Sunday, May 23, 2021

I worked at the Clark’s Station for a short time they were talking about.

 

7. The Milky Way


(PHOTO: Courtesy of John Eastberg)

One of three Milky Way restaurants opened by Arthur Richter, the Port Washington Road Milky Way is the only one that has something of an international profile. That’s because Tom Miller, who graduated from nearby Nicolet High School in 1958, was a regular at the drive-in. And when "Happy Days," the TV show that Miller created, launched on ABC-TV in January 1974, it brought Arnold’s (later Al’s) Drive-In into homes across the world.

Though some in Milwaukee claim Leon’s was the inspiration for Arnold’s, others say it was the Pig’n Whistle. Both are wrong. The Milwaukee Journal of Jan. 12, 1986, settled the matter:

"According to Miller, it was the Milky-Way (sic), and only the Milky-Way. And that’s only logical, because the Milky-Way was the place where all the North Shore 'kaleeges' (high schoolers bound for college) congregated. Miller was one of them. Across the street next to the old Clark station was the Redwood, where the 'hoods,' the ducktailed, leather-jacketed guys, hung out."

That was the social atmosphere in which Miller spent his teen years, and it was those experiences that he drew upon when he concepted "Happy Days."

"Arnold’s is really a compilation of everybody’s recollections of the drive- in of the ’50s," Miller told the Journal in 1977. "It’s just that the Milky Way was closest to me when I grew up on Bay Ridge (Avenue)."
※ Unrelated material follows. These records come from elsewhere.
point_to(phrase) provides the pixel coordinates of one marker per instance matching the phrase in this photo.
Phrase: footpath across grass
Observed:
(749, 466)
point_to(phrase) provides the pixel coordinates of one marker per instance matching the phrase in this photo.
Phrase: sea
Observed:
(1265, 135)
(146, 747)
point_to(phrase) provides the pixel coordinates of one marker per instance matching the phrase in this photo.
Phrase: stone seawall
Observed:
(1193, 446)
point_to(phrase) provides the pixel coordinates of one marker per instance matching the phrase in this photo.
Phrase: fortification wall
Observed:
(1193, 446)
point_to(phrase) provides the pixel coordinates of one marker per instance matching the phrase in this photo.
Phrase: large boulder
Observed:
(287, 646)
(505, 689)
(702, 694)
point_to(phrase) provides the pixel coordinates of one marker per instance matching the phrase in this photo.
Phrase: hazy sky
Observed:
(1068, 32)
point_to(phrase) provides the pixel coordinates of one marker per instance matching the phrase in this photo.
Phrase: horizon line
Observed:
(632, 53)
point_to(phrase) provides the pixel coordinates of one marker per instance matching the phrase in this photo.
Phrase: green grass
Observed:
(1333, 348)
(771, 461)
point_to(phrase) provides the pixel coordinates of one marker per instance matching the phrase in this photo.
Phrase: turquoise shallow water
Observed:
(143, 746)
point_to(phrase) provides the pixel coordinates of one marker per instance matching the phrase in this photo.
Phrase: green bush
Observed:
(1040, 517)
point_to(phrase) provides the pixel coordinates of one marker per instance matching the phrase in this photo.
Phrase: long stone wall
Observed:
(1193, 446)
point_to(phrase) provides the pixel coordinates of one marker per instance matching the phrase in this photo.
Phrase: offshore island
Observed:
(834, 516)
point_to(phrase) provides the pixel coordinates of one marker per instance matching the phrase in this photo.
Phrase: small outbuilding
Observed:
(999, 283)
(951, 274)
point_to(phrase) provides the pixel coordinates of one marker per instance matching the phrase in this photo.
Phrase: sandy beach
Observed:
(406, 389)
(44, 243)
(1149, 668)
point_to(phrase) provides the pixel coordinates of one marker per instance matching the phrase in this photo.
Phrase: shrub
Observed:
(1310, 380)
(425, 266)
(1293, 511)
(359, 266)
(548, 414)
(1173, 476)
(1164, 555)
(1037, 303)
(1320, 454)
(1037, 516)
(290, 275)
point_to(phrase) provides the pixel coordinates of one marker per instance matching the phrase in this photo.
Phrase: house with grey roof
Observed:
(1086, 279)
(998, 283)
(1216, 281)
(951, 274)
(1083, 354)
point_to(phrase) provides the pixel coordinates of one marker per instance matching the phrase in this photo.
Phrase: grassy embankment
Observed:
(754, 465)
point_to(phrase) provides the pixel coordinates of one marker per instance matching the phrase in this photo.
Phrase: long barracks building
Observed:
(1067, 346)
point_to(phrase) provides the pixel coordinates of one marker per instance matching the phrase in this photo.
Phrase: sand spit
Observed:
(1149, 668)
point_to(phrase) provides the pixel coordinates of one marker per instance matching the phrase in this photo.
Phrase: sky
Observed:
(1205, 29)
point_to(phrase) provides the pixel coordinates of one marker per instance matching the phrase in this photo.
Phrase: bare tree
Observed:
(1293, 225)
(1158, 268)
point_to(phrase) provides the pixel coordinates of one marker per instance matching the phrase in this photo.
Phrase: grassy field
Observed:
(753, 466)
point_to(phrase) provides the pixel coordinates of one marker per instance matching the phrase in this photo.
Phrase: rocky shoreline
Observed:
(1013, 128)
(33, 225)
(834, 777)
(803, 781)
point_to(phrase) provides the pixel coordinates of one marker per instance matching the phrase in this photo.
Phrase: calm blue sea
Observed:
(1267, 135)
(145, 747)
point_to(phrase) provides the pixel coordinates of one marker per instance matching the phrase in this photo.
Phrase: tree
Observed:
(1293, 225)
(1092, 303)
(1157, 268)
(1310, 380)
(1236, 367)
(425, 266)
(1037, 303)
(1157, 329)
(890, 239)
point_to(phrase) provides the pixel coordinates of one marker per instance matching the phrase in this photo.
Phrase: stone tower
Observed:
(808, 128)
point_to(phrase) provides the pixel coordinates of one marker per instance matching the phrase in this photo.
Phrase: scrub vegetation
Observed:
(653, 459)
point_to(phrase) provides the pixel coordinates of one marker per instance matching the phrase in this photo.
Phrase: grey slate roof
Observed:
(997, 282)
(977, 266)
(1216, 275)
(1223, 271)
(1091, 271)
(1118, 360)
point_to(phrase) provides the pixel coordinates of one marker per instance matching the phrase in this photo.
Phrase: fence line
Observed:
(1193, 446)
At the dawn of the 1940s, Richter was working as a machinist and living on West Capitol Drive. He also briefly ran a candy shop on 37th and Vliet called Richter's Marzipan and candy.

By 1943, he’d opened the Milky Way roadside stand next door to his home, at 6317 W. Capitol Dr., and within five years, he had added the location that would later inspire the Fonz’s hangout. The original location appears to have closed by around 1956. Karl Kopp says his mom, Elsa, got her start in custard working at the Milky Way and, for a time, running the Capitol Drive shop, before she opened her own place in 1950.

A third location, at 418 N. Lovers Lane Rd. in Wauwatosa – now the intersection of Bluemound and Mayfair Roads – operated until about 1958.

One of the Milky Way’s most beloved concoctions was the Dusty Twin, a double-barreled version of the malty dusty road: two scoops of vanilla custard in a reusable turquoise plastic boat, with hot fudge and malt powder, with two generous dollops of whipped cream and a pair of cherries (one atop each dollop).

In 1959, Richter’s son-in-law, Dick Chiappa, took over the business. The Milky Way’s run ended in November 1977, and immediately after, Kopp’s moved in and started building a new custard legacy on the site that continues today.